Lionel Noël, étant donné vos origines européennes et la génération à laquelle vous appartenez, on devine que cette seconde grande guerre a laissé des plaies pas encore cicatrisées chez vous et vos proches.
Par la force des choses. Ma famille vient de l’Est de la Belgique, d’un coin situé à vingt minutes de la route de l’Allemagne et de la Hollande. J’ai grandi dans une région aux confins des mondes germanique et francophone. Conséquemment, l’histoire de ma famille est marquée par des déchirements historiques et une certaine ambiguïté identitaire, dus au caractère flou des frontières tout au long du siècle dernier, de même que par un certain fatalisme. Mais ça, on en hérite obligatoirement quand on est européen !

En quoi la Conférence de Québec a-t-elle été pour vous un terreau fertile pour cultiver le suspense?
D’abord, parce que c’est une période peu connue de l’histoire québécoise, presque occultée, dirais-je même. Et puis, c’est un sujet en or et, étonnamment, assez peu exploité dans la littérature d’ici, sinon par la bande, comme l’a fait par exemple Georges-Hébert Germain dans son roman Le Château. Dans les ouvrages de référence, on ne trouve que des bribes de cette histoire qui m’a intéressé dès que j’en ai entendu parler, à mon arrivée ici. Je trouvais incroyable le fait qu’aucun historien ou romancier n’ait jamais été séduit par ce sujet.
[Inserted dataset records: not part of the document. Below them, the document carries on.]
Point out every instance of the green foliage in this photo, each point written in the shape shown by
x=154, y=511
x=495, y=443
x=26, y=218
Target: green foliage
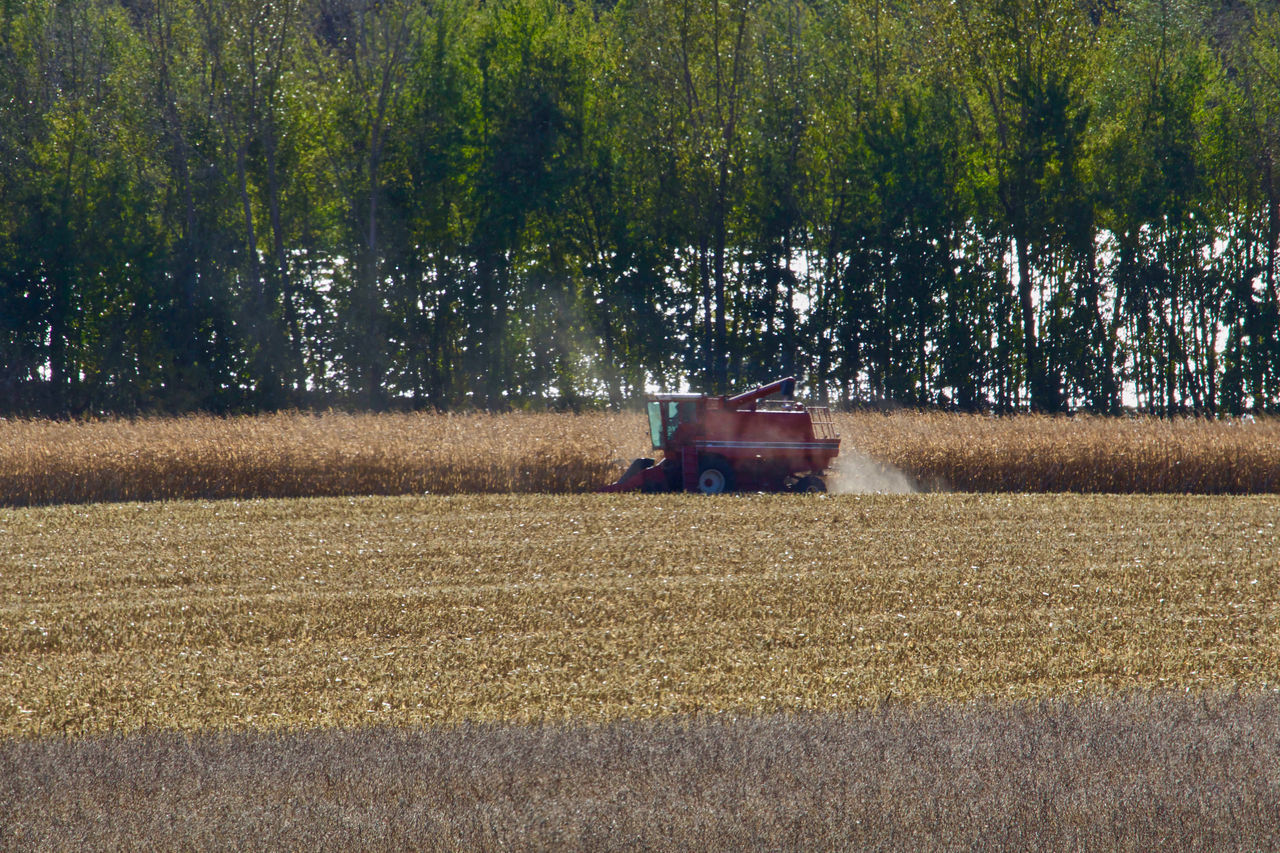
x=309, y=203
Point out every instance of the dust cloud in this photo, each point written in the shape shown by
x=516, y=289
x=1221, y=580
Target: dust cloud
x=858, y=474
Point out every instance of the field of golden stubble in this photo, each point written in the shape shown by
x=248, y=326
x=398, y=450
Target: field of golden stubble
x=332, y=454
x=435, y=610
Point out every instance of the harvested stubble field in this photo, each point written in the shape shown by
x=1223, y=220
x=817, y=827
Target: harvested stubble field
x=297, y=455
x=438, y=610
x=1134, y=772
x=753, y=673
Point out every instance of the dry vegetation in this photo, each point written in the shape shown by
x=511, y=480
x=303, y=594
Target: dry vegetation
x=1137, y=772
x=1105, y=455
x=438, y=610
x=295, y=455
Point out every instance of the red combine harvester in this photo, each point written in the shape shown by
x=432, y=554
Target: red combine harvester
x=716, y=443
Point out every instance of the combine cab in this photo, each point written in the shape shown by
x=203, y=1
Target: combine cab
x=714, y=443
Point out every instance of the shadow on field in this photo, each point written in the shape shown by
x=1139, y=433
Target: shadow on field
x=1142, y=771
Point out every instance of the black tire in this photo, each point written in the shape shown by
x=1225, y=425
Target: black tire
x=714, y=477
x=812, y=484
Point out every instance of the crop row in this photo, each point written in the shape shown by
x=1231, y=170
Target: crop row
x=297, y=455
x=439, y=610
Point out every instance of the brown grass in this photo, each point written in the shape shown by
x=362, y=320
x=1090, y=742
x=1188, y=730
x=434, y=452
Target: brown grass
x=1096, y=455
x=295, y=455
x=439, y=610
x=1137, y=772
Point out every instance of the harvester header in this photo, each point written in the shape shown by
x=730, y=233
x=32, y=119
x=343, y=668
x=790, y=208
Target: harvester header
x=713, y=443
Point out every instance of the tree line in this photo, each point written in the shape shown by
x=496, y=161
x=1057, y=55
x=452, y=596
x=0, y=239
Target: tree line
x=236, y=205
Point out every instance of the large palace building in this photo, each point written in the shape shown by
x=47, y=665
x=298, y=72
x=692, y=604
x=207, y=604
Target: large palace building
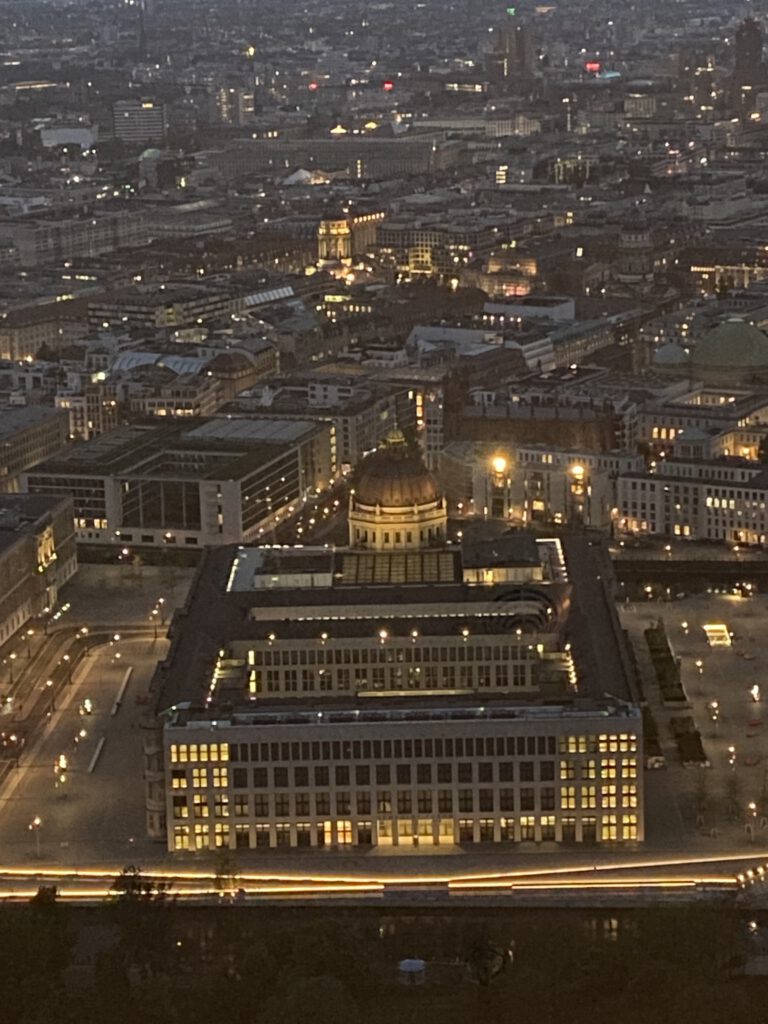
x=403, y=690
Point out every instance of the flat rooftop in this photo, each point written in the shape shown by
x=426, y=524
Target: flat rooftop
x=225, y=607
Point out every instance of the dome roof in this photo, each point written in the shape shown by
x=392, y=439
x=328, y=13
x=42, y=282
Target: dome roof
x=394, y=477
x=732, y=343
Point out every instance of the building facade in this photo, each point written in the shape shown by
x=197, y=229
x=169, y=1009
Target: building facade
x=37, y=557
x=430, y=777
x=421, y=696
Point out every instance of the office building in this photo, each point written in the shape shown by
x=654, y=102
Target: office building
x=365, y=697
x=210, y=482
x=28, y=435
x=137, y=122
x=37, y=557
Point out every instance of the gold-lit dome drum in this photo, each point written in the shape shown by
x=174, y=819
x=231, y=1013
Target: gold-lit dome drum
x=396, y=503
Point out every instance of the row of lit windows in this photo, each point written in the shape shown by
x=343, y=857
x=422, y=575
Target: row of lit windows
x=403, y=802
x=406, y=774
x=602, y=743
x=592, y=769
x=612, y=827
x=182, y=753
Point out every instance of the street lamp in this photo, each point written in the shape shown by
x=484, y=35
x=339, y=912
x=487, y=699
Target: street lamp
x=34, y=826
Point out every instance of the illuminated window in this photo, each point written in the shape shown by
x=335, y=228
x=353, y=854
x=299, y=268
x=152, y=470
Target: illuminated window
x=567, y=798
x=629, y=826
x=548, y=827
x=181, y=837
x=527, y=827
x=609, y=828
x=572, y=744
x=629, y=795
x=608, y=796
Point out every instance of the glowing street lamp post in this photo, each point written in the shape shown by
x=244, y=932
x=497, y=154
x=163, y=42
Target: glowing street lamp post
x=34, y=826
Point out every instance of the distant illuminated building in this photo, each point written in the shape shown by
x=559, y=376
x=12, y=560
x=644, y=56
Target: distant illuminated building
x=139, y=121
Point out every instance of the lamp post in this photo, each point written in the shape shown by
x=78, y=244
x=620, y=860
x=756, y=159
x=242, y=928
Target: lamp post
x=34, y=826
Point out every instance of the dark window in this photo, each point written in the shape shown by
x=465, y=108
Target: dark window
x=507, y=800
x=322, y=803
x=282, y=805
x=527, y=800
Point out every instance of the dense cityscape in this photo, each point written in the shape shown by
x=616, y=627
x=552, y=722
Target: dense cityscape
x=383, y=482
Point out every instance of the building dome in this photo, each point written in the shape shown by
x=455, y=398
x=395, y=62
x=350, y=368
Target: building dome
x=395, y=477
x=396, y=504
x=732, y=345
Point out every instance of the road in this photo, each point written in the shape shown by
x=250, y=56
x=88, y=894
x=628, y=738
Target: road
x=711, y=805
x=98, y=811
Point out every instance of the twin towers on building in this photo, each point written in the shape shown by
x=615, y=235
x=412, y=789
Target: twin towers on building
x=395, y=503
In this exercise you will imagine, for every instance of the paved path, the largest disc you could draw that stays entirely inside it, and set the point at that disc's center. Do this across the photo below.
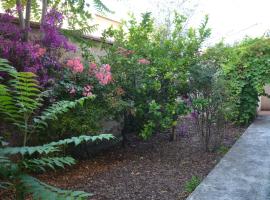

L’élaboration d’une telle intrigue, qui emprunte son sujet à l’histoire mondiale, a dû nécessiter une somme de recherches considérable.
Oui et non. Mon intention n’était quand même pas d’écrire un roman historique, mais d’utiliser l’histoire comme une toile de fond. Je crois d’ailleurs que le côté roman d’espionnage l’emporte sur l’aspect documentaire. Cela dit, il m’a bien fallu me plonger dans des documents d’époque. J’ai lu, entre autres, les mémoires de Winston Churchill, qui m’est apparu comme l’un des personnages les plus fascinants et ambigus des XIXe et XXe siècles. Tout au long de sa vie, il sentait bien que l’empire britannique s’effritait, comme il percevait l’avènement de l’autre empire, celui des Américains. Il était au cœur de jeux politiques très complexes. Mais la grande difficulté a été d’élaguer dans les détails anecdotiques, pour me concentrer sur les personnages et l’action.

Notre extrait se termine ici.